MA. ALICIA AUSTRIA-MARTINEZ
Associate Justice

*RENATO C. CORONA
Associate Justice

ANTONIO EDUARDO B. NACHURA
Associate Justice

RUBEN T. REYES
Associate Justice

ATTESTATION

I attest that the conclusions in the above decision were reached in consultation before the case was assigned to the writer of the opinion of the Court’s Division.

CONSUELO YNARES-SANTIAGO
Associate Justice
Chairperson, Third Division

CERTIFICATION

Pursuant to Section 13, Article VIII of the Constitution and the Division Chairperson’s Attestation, it is hereby certified that the conclusions in the above Decision were reached in consultation before the case was assigned to the writer of the opinion of the Court’s Division.

REYNATO S. PUNO
Chief Justice

Footnotes

* In lieu of Justice Minita V. Chico-Nazario, per Special Order No. 484 dated January 11, 2008.

1 Rollo, pp. 26-32.

2 Id. at 33-36.

3 Id. at 37-38.

4 Id. at 39-41.

5 RTC Records, pp. 8-9.

6 Id. at 119.

7 Id. at 12.

8 Id. at 134-141.

9 Id. at 15.

10 Id. at 105.

11 Id. at 130.

12 Id. at 131.

13 Id. at 1-6.

14 Id. at 125.

15 Id. at 133.

16 Id. at 4-5.

17 Id. at 143.

18 Rollo, p. 36.

19 Id. at 35-36.

20 Id. at 17-18.

21 CIVIL CODE, Art. 1476(2).

22 Id., Art. 1475.

23 City of Cebu v.
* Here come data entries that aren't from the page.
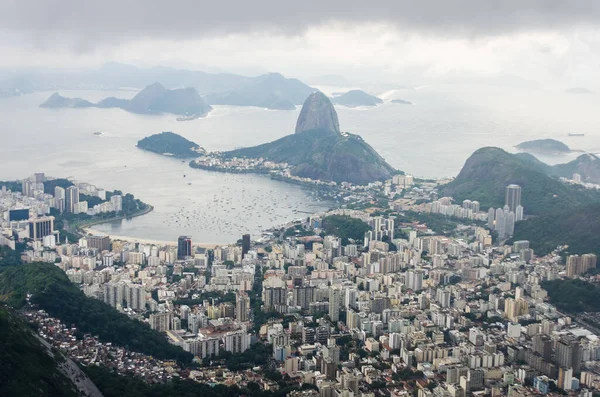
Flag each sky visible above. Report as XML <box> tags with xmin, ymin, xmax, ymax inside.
<box><xmin>0</xmin><ymin>0</ymin><xmax>600</xmax><ymax>88</ymax></box>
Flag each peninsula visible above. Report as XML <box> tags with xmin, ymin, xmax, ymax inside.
<box><xmin>515</xmin><ymin>139</ymin><xmax>571</xmax><ymax>154</ymax></box>
<box><xmin>331</xmin><ymin>90</ymin><xmax>383</xmax><ymax>107</ymax></box>
<box><xmin>136</xmin><ymin>131</ymin><xmax>206</xmax><ymax>159</ymax></box>
<box><xmin>40</xmin><ymin>83</ymin><xmax>212</xmax><ymax>119</ymax></box>
<box><xmin>190</xmin><ymin>92</ymin><xmax>399</xmax><ymax>185</ymax></box>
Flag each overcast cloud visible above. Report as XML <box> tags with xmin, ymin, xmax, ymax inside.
<box><xmin>0</xmin><ymin>0</ymin><xmax>600</xmax><ymax>84</ymax></box>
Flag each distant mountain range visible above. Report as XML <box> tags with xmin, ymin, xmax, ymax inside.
<box><xmin>440</xmin><ymin>147</ymin><xmax>600</xmax><ymax>215</ymax></box>
<box><xmin>440</xmin><ymin>147</ymin><xmax>600</xmax><ymax>255</ymax></box>
<box><xmin>0</xmin><ymin>63</ymin><xmax>314</xmax><ymax>109</ymax></box>
<box><xmin>40</xmin><ymin>83</ymin><xmax>212</xmax><ymax>118</ymax></box>
<box><xmin>331</xmin><ymin>90</ymin><xmax>383</xmax><ymax>107</ymax></box>
<box><xmin>223</xmin><ymin>92</ymin><xmax>397</xmax><ymax>185</ymax></box>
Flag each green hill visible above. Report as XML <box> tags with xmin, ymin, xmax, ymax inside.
<box><xmin>440</xmin><ymin>147</ymin><xmax>600</xmax><ymax>215</ymax></box>
<box><xmin>513</xmin><ymin>203</ymin><xmax>600</xmax><ymax>255</ymax></box>
<box><xmin>136</xmin><ymin>132</ymin><xmax>206</xmax><ymax>158</ymax></box>
<box><xmin>0</xmin><ymin>305</ymin><xmax>98</xmax><ymax>397</ymax></box>
<box><xmin>223</xmin><ymin>92</ymin><xmax>396</xmax><ymax>185</ymax></box>
<box><xmin>0</xmin><ymin>263</ymin><xmax>192</xmax><ymax>362</ymax></box>
<box><xmin>516</xmin><ymin>139</ymin><xmax>571</xmax><ymax>153</ymax></box>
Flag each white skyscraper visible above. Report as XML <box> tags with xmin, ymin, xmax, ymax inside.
<box><xmin>515</xmin><ymin>205</ymin><xmax>524</xmax><ymax>222</ymax></box>
<box><xmin>329</xmin><ymin>288</ymin><xmax>342</xmax><ymax>321</ymax></box>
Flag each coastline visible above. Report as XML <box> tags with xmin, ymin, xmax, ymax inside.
<box><xmin>77</xmin><ymin>204</ymin><xmax>154</xmax><ymax>231</ymax></box>
<box><xmin>83</xmin><ymin>227</ymin><xmax>219</xmax><ymax>249</ymax></box>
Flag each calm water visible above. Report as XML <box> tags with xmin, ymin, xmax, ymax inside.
<box><xmin>0</xmin><ymin>86</ymin><xmax>600</xmax><ymax>243</ymax></box>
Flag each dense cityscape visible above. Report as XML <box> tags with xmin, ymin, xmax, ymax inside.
<box><xmin>0</xmin><ymin>169</ymin><xmax>600</xmax><ymax>397</ymax></box>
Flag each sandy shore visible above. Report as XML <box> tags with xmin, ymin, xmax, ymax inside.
<box><xmin>83</xmin><ymin>228</ymin><xmax>221</xmax><ymax>249</ymax></box>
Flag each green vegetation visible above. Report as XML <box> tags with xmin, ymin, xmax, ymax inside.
<box><xmin>440</xmin><ymin>147</ymin><xmax>600</xmax><ymax>215</ymax></box>
<box><xmin>323</xmin><ymin>215</ymin><xmax>371</xmax><ymax>244</ymax></box>
<box><xmin>137</xmin><ymin>132</ymin><xmax>204</xmax><ymax>159</ymax></box>
<box><xmin>516</xmin><ymin>139</ymin><xmax>571</xmax><ymax>153</ymax></box>
<box><xmin>0</xmin><ymin>245</ymin><xmax>24</xmax><ymax>269</ymax></box>
<box><xmin>0</xmin><ymin>305</ymin><xmax>79</xmax><ymax>397</ymax></box>
<box><xmin>85</xmin><ymin>366</ymin><xmax>312</xmax><ymax>397</ymax></box>
<box><xmin>542</xmin><ymin>279</ymin><xmax>600</xmax><ymax>313</ymax></box>
<box><xmin>513</xmin><ymin>204</ymin><xmax>600</xmax><ymax>255</ymax></box>
<box><xmin>0</xmin><ymin>263</ymin><xmax>192</xmax><ymax>362</ymax></box>
<box><xmin>224</xmin><ymin>130</ymin><xmax>395</xmax><ymax>185</ymax></box>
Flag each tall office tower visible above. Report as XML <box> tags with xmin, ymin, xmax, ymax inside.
<box><xmin>235</xmin><ymin>292</ymin><xmax>250</xmax><ymax>323</ymax></box>
<box><xmin>262</xmin><ymin>287</ymin><xmax>287</xmax><ymax>313</ymax></box>
<box><xmin>87</xmin><ymin>236</ymin><xmax>110</xmax><ymax>252</ymax></box>
<box><xmin>177</xmin><ymin>236</ymin><xmax>192</xmax><ymax>260</ymax></box>
<box><xmin>29</xmin><ymin>216</ymin><xmax>54</xmax><ymax>240</ymax></box>
<box><xmin>329</xmin><ymin>288</ymin><xmax>342</xmax><ymax>321</ymax></box>
<box><xmin>496</xmin><ymin>208</ymin><xmax>506</xmax><ymax>239</ymax></box>
<box><xmin>33</xmin><ymin>172</ymin><xmax>46</xmax><ymax>184</ymax></box>
<box><xmin>54</xmin><ymin>186</ymin><xmax>66</xmax><ymax>212</ymax></box>
<box><xmin>488</xmin><ymin>207</ymin><xmax>496</xmax><ymax>230</ymax></box>
<box><xmin>556</xmin><ymin>337</ymin><xmax>582</xmax><ymax>375</ymax></box>
<box><xmin>515</xmin><ymin>204</ymin><xmax>525</xmax><ymax>222</ymax></box>
<box><xmin>242</xmin><ymin>234</ymin><xmax>250</xmax><ymax>259</ymax></box>
<box><xmin>65</xmin><ymin>186</ymin><xmax>79</xmax><ymax>213</ymax></box>
<box><xmin>21</xmin><ymin>179</ymin><xmax>34</xmax><ymax>197</ymax></box>
<box><xmin>292</xmin><ymin>285</ymin><xmax>315</xmax><ymax>310</ymax></box>
<box><xmin>406</xmin><ymin>270</ymin><xmax>423</xmax><ymax>291</ymax></box>
<box><xmin>110</xmin><ymin>194</ymin><xmax>123</xmax><ymax>212</ymax></box>
<box><xmin>504</xmin><ymin>184</ymin><xmax>521</xmax><ymax>212</ymax></box>
<box><xmin>504</xmin><ymin>211</ymin><xmax>515</xmax><ymax>236</ymax></box>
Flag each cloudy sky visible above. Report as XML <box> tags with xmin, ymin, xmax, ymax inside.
<box><xmin>0</xmin><ymin>0</ymin><xmax>600</xmax><ymax>87</ymax></box>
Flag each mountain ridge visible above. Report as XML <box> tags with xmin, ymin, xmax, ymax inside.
<box><xmin>40</xmin><ymin>83</ymin><xmax>212</xmax><ymax>117</ymax></box>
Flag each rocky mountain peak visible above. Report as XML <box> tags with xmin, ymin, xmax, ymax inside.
<box><xmin>296</xmin><ymin>91</ymin><xmax>340</xmax><ymax>134</ymax></box>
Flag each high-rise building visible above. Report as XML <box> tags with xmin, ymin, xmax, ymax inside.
<box><xmin>235</xmin><ymin>292</ymin><xmax>250</xmax><ymax>323</ymax></box>
<box><xmin>242</xmin><ymin>234</ymin><xmax>250</xmax><ymax>259</ymax></box>
<box><xmin>54</xmin><ymin>186</ymin><xmax>66</xmax><ymax>212</ymax></box>
<box><xmin>504</xmin><ymin>184</ymin><xmax>521</xmax><ymax>212</ymax></box>
<box><xmin>65</xmin><ymin>186</ymin><xmax>79</xmax><ymax>213</ymax></box>
<box><xmin>29</xmin><ymin>216</ymin><xmax>54</xmax><ymax>240</ymax></box>
<box><xmin>87</xmin><ymin>236</ymin><xmax>110</xmax><ymax>252</ymax></box>
<box><xmin>177</xmin><ymin>236</ymin><xmax>192</xmax><ymax>260</ymax></box>
<box><xmin>488</xmin><ymin>207</ymin><xmax>496</xmax><ymax>230</ymax></box>
<box><xmin>515</xmin><ymin>205</ymin><xmax>525</xmax><ymax>222</ymax></box>
<box><xmin>556</xmin><ymin>337</ymin><xmax>582</xmax><ymax>375</ymax></box>
<box><xmin>110</xmin><ymin>194</ymin><xmax>123</xmax><ymax>212</ymax></box>
<box><xmin>329</xmin><ymin>288</ymin><xmax>342</xmax><ymax>322</ymax></box>
<box><xmin>224</xmin><ymin>331</ymin><xmax>250</xmax><ymax>353</ymax></box>
<box><xmin>292</xmin><ymin>285</ymin><xmax>315</xmax><ymax>310</ymax></box>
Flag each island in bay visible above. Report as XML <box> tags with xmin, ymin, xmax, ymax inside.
<box><xmin>137</xmin><ymin>131</ymin><xmax>206</xmax><ymax>159</ymax></box>
<box><xmin>515</xmin><ymin>139</ymin><xmax>571</xmax><ymax>154</ymax></box>
<box><xmin>190</xmin><ymin>92</ymin><xmax>401</xmax><ymax>185</ymax></box>
<box><xmin>40</xmin><ymin>83</ymin><xmax>212</xmax><ymax>119</ymax></box>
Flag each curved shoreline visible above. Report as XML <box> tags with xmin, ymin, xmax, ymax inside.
<box><xmin>77</xmin><ymin>204</ymin><xmax>154</xmax><ymax>230</ymax></box>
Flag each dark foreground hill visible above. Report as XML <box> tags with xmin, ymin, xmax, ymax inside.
<box><xmin>0</xmin><ymin>305</ymin><xmax>102</xmax><ymax>397</ymax></box>
<box><xmin>0</xmin><ymin>263</ymin><xmax>192</xmax><ymax>362</ymax></box>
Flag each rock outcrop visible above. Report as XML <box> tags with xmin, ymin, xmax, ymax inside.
<box><xmin>296</xmin><ymin>91</ymin><xmax>340</xmax><ymax>134</ymax></box>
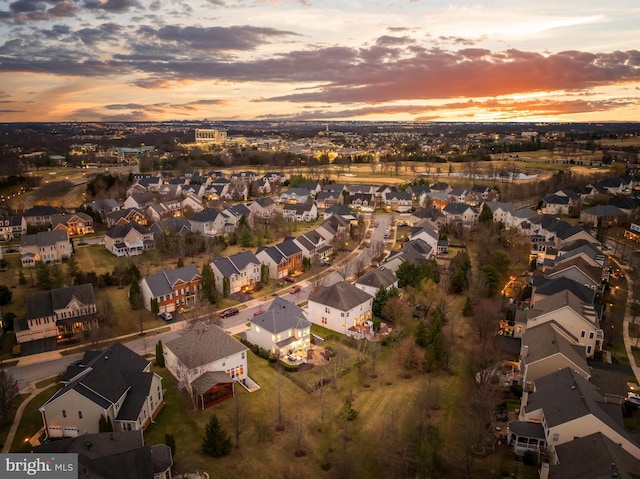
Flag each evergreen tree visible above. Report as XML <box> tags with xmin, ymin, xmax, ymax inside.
<box><xmin>202</xmin><ymin>414</ymin><xmax>231</xmax><ymax>457</ymax></box>
<box><xmin>478</xmin><ymin>203</ymin><xmax>493</xmax><ymax>223</ymax></box>
<box><xmin>202</xmin><ymin>263</ymin><xmax>216</xmax><ymax>304</ymax></box>
<box><xmin>156</xmin><ymin>341</ymin><xmax>164</xmax><ymax>368</ymax></box>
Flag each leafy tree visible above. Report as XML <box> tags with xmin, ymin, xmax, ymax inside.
<box><xmin>202</xmin><ymin>263</ymin><xmax>216</xmax><ymax>304</ymax></box>
<box><xmin>0</xmin><ymin>284</ymin><xmax>13</xmax><ymax>306</ymax></box>
<box><xmin>156</xmin><ymin>341</ymin><xmax>164</xmax><ymax>368</ymax></box>
<box><xmin>478</xmin><ymin>203</ymin><xmax>493</xmax><ymax>223</ymax></box>
<box><xmin>202</xmin><ymin>414</ymin><xmax>231</xmax><ymax>457</ymax></box>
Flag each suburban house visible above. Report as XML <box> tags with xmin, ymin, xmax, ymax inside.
<box><xmin>384</xmin><ymin>191</ymin><xmax>413</xmax><ymax>213</ymax></box>
<box><xmin>307</xmin><ymin>281</ymin><xmax>373</xmax><ymax>338</ymax></box>
<box><xmin>282</xmin><ymin>203</ymin><xmax>318</xmax><ymax>222</ymax></box>
<box><xmin>163</xmin><ymin>322</ymin><xmax>248</xmax><ymax>410</ymax></box>
<box><xmin>247</xmin><ymin>198</ymin><xmax>276</xmax><ymax>218</ymax></box>
<box><xmin>20</xmin><ymin>231</ymin><xmax>73</xmax><ymax>268</ymax></box>
<box><xmin>22</xmin><ymin>205</ymin><xmax>62</xmax><ymax>228</ymax></box>
<box><xmin>246</xmin><ymin>296</ymin><xmax>311</xmax><ymax>359</ymax></box>
<box><xmin>0</xmin><ymin>215</ymin><xmax>27</xmax><ymax>241</ymax></box>
<box><xmin>123</xmin><ymin>193</ymin><xmax>156</xmax><ymax>210</ymax></box>
<box><xmin>14</xmin><ymin>283</ymin><xmax>98</xmax><ymax>354</ymax></box>
<box><xmin>51</xmin><ymin>213</ymin><xmax>93</xmax><ymax>237</ymax></box>
<box><xmin>189</xmin><ymin>208</ymin><xmax>227</xmax><ymax>236</ymax></box>
<box><xmin>147</xmin><ymin>200</ymin><xmax>182</xmax><ymax>221</ymax></box>
<box><xmin>40</xmin><ymin>343</ymin><xmax>164</xmax><ymax>439</ymax></box>
<box><xmin>293</xmin><ymin>230</ymin><xmax>333</xmax><ymax>261</ymax></box>
<box><xmin>519</xmin><ymin>323</ymin><xmax>591</xmax><ymax>390</ymax></box>
<box><xmin>256</xmin><ymin>240</ymin><xmax>302</xmax><ymax>279</ymax></box>
<box><xmin>180</xmin><ymin>193</ymin><xmax>204</xmax><ymax>213</ymax></box>
<box><xmin>210</xmin><ymin>251</ymin><xmax>262</xmax><ymax>294</ymax></box>
<box><xmin>580</xmin><ymin>205</ymin><xmax>627</xmax><ymax>228</ymax></box>
<box><xmin>140</xmin><ymin>265</ymin><xmax>202</xmax><ymax>313</ymax></box>
<box><xmin>106</xmin><ymin>208</ymin><xmax>147</xmax><ymax>228</ymax></box>
<box><xmin>442</xmin><ymin>203</ymin><xmax>480</xmax><ymax>226</ymax></box>
<box><xmin>509</xmin><ymin>367</ymin><xmax>640</xmax><ymax>464</ymax></box>
<box><xmin>279</xmin><ymin>188</ymin><xmax>311</xmax><ymax>203</ymax></box>
<box><xmin>149</xmin><ymin>216</ymin><xmax>191</xmax><ymax>238</ymax></box>
<box><xmin>33</xmin><ymin>431</ymin><xmax>173</xmax><ymax>479</ymax></box>
<box><xmin>355</xmin><ymin>266</ymin><xmax>398</xmax><ymax>296</ymax></box>
<box><xmin>104</xmin><ymin>222</ymin><xmax>155</xmax><ymax>256</ymax></box>
<box><xmin>526</xmin><ymin>290</ymin><xmax>604</xmax><ymax>358</ymax></box>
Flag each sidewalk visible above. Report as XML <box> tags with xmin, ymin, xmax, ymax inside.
<box><xmin>621</xmin><ymin>265</ymin><xmax>640</xmax><ymax>384</ymax></box>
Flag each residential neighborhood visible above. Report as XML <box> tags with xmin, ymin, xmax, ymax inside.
<box><xmin>0</xmin><ymin>124</ymin><xmax>640</xmax><ymax>479</ymax></box>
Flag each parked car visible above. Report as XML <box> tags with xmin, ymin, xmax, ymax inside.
<box><xmin>220</xmin><ymin>308</ymin><xmax>240</xmax><ymax>318</ymax></box>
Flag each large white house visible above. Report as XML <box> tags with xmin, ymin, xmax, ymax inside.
<box><xmin>163</xmin><ymin>322</ymin><xmax>248</xmax><ymax>409</ymax></box>
<box><xmin>307</xmin><ymin>281</ymin><xmax>373</xmax><ymax>338</ymax></box>
<box><xmin>247</xmin><ymin>297</ymin><xmax>311</xmax><ymax>355</ymax></box>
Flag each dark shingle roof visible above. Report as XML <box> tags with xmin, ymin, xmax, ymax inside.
<box><xmin>26</xmin><ymin>283</ymin><xmax>95</xmax><ymax>319</ymax></box>
<box><xmin>251</xmin><ymin>297</ymin><xmax>311</xmax><ymax>334</ymax></box>
<box><xmin>165</xmin><ymin>323</ymin><xmax>248</xmax><ymax>369</ymax></box>
<box><xmin>309</xmin><ymin>281</ymin><xmax>371</xmax><ymax>311</ymax></box>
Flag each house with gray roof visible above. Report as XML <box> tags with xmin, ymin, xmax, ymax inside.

Heirs of Candido Rubi, 366 Phil. 70, 78 (1999).

24 Article 1483 of the Civil Code states:

Art. 1483. Subject to the provisions of the Statute of Frauds and of any other applicable statute, a contract of sale may be made in writing, or by word of mouth, or partly in writing and partly by word of mouth, or may be inferred from the conduct of the parties.

25 Buenaventura v. Court of Appeals, 461 Phil. 761, 772 (2003).

26 TSN, August 12, 1994, pp. 11 and 36.

27 San Miguel Properties Phils., Inc. v. Spouses Huang, 391 Phil. 636, 645 (2000).

28 TSN, August 12, 1994, p. 32.

29 Article 1191 of the Civil Code states:

Art. 1191. The power to rescind obligations is implied in reciprocal ones, in case one of the obligors should not comply with what is incumbent upon him.

The injured party may choose between fulfillment and the rescission of the obligation, with the payment of damages in either case. He may also seek rescission, even after he has chosen fulfillment, if the latter should become impossible.

The court shall decree the rescission claimed, unless there be just cause authorizing the fixing of a period.

30 See note 23 at 83.

31 Ramos v. Sarao, G.R. No. 149756, February 11, 2005, 451 SCRA 103, 122.